Купцу всего двадцать три года. По своему уму, деловитости, трезвому уменью разбираться в событиях он был прямой противоположностью придурковатого чудодея Полуехтова, подвизавшегося в Оренбурге. Дюков – невысокого роста, мускулистый; простое щекастое, с густым румянцем, лицо его чисто выбрито, большие серые глаза то строги, то улыбчивы, голос крепкий: купец крикнет на шумную толпу – и сразу тишина. Видя в молодце характер стойкий, люди ему с охотой подчиняются.

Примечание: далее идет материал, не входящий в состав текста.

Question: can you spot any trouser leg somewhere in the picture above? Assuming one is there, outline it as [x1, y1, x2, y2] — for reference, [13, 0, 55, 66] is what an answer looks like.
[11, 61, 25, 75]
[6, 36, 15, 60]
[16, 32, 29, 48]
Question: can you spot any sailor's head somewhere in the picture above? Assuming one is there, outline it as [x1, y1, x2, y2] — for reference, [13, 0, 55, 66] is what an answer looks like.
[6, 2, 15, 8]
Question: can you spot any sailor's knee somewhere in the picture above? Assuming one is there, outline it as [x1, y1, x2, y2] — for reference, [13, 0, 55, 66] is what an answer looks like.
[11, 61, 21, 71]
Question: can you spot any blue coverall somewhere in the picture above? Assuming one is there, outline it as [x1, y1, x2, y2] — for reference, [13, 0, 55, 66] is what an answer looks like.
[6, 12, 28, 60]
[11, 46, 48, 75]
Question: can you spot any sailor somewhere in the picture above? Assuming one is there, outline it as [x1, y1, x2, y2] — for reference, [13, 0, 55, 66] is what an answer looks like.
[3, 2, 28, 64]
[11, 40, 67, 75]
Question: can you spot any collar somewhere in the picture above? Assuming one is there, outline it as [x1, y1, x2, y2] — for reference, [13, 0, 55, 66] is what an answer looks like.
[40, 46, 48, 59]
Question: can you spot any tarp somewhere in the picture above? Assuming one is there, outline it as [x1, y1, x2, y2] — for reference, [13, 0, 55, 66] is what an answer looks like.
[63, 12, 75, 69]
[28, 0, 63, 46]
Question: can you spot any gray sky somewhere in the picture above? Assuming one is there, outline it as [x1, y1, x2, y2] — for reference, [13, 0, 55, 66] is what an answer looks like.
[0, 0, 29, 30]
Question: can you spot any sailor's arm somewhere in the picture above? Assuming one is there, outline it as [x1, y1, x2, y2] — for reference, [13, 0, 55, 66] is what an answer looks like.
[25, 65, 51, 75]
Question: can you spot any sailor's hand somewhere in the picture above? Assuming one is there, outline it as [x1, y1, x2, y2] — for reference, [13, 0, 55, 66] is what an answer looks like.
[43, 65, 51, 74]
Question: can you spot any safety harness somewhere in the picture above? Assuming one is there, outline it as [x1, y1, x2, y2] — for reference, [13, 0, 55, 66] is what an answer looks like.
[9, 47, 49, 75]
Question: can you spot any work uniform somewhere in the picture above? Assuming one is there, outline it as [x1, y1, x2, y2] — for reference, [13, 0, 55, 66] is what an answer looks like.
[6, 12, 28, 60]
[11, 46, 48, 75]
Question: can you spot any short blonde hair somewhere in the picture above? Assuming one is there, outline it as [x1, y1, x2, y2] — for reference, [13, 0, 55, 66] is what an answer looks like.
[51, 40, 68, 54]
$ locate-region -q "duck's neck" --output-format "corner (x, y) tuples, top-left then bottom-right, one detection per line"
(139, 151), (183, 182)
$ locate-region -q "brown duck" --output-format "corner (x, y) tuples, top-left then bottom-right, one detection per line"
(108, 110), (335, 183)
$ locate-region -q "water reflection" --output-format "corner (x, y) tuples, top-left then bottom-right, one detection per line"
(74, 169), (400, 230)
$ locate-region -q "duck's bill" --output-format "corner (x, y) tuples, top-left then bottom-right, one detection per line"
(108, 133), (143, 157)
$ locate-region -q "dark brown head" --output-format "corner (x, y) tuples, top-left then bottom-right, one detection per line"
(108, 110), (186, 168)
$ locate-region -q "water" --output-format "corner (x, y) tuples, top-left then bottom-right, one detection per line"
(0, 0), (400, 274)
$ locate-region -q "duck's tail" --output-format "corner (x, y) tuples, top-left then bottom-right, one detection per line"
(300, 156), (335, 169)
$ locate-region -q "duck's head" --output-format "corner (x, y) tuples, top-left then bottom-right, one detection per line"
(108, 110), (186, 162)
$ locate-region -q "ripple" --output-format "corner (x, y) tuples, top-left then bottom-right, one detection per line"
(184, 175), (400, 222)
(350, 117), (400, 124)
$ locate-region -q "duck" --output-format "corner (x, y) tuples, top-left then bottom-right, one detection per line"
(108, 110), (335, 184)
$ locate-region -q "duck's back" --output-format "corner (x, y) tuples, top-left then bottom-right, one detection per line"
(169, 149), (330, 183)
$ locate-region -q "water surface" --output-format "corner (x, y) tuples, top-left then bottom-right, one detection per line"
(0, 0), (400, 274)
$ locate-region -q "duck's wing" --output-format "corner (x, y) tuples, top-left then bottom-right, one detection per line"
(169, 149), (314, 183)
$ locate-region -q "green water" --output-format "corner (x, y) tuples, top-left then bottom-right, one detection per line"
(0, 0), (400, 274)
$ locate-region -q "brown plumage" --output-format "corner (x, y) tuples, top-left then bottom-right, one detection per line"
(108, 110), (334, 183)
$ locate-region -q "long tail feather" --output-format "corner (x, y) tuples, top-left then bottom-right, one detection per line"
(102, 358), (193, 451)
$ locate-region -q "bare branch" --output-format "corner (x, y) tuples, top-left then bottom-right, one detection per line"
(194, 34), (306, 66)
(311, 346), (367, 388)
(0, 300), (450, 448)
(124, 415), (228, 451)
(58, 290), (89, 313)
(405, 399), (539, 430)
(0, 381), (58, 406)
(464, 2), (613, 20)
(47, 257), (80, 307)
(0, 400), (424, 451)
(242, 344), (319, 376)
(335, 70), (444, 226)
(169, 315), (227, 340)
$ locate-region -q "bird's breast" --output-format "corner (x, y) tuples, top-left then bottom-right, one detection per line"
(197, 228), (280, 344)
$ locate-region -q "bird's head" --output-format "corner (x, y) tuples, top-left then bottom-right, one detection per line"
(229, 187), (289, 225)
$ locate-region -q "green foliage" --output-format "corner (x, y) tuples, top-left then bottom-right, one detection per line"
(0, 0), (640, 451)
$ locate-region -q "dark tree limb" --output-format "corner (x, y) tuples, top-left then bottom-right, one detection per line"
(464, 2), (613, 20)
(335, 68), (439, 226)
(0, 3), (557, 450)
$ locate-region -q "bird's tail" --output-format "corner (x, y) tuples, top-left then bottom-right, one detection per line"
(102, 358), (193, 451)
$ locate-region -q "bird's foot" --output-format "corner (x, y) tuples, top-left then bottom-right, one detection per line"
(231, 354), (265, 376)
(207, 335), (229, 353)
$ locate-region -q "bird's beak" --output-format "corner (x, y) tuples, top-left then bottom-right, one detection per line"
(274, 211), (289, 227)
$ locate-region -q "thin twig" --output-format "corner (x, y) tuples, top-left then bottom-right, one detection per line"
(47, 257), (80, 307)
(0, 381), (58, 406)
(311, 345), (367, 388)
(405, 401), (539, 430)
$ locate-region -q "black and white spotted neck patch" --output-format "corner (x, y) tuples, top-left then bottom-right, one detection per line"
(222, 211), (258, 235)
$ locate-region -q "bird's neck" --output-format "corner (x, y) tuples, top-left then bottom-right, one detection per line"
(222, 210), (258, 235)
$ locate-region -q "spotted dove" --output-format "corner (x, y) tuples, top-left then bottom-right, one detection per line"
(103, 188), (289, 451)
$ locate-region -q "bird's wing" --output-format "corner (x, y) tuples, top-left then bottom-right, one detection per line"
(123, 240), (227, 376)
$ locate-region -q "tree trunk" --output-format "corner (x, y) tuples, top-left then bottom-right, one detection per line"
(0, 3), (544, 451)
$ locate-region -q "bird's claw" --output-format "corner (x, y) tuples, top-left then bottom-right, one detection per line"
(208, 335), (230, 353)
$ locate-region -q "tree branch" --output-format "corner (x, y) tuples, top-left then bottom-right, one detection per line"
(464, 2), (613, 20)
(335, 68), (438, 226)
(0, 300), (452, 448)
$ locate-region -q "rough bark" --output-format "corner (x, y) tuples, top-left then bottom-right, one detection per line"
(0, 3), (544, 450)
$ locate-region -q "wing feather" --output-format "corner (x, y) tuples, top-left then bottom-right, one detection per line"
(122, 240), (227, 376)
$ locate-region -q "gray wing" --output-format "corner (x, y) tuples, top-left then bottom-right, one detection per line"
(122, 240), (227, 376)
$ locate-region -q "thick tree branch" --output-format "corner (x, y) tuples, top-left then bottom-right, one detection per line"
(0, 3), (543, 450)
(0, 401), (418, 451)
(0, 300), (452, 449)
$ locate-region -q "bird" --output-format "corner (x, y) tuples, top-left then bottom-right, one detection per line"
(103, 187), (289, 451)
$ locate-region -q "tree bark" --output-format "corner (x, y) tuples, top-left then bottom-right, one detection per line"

– Глянь, по годам он парнишка, а ума у него – не баран начхал!
Мещанство и купечество выбрало Дюкова своим предводителем. А съехавшееся из поместий многочисленное дворянство, составив из себя ополчение, избрало своим начальником отставного майора Пекарского. Прочими силами – гарнизонною ротою, казаками и крестьянами окрестных сел, сбежавшимися под защиту города, – командовал капитан Пастухов. Общее число защитников было до двух тысяч человек при сорока орудиях.
В начале осады башкирцы не решались брать город силой и потому вели беспрерывные переговоры с уфимским начальством.
– Передай воеводе, – говорили башкирские старшины купцу Дюкову, – чтоб он не противился законному государю. Ежели добровольно не сдадите город, все жители до одного человека будут перебиты.
Дюков, раскурив трубку, стал дружелюбно передавать её для затяжки старшинам. Затем повел с ними хитрый разговор.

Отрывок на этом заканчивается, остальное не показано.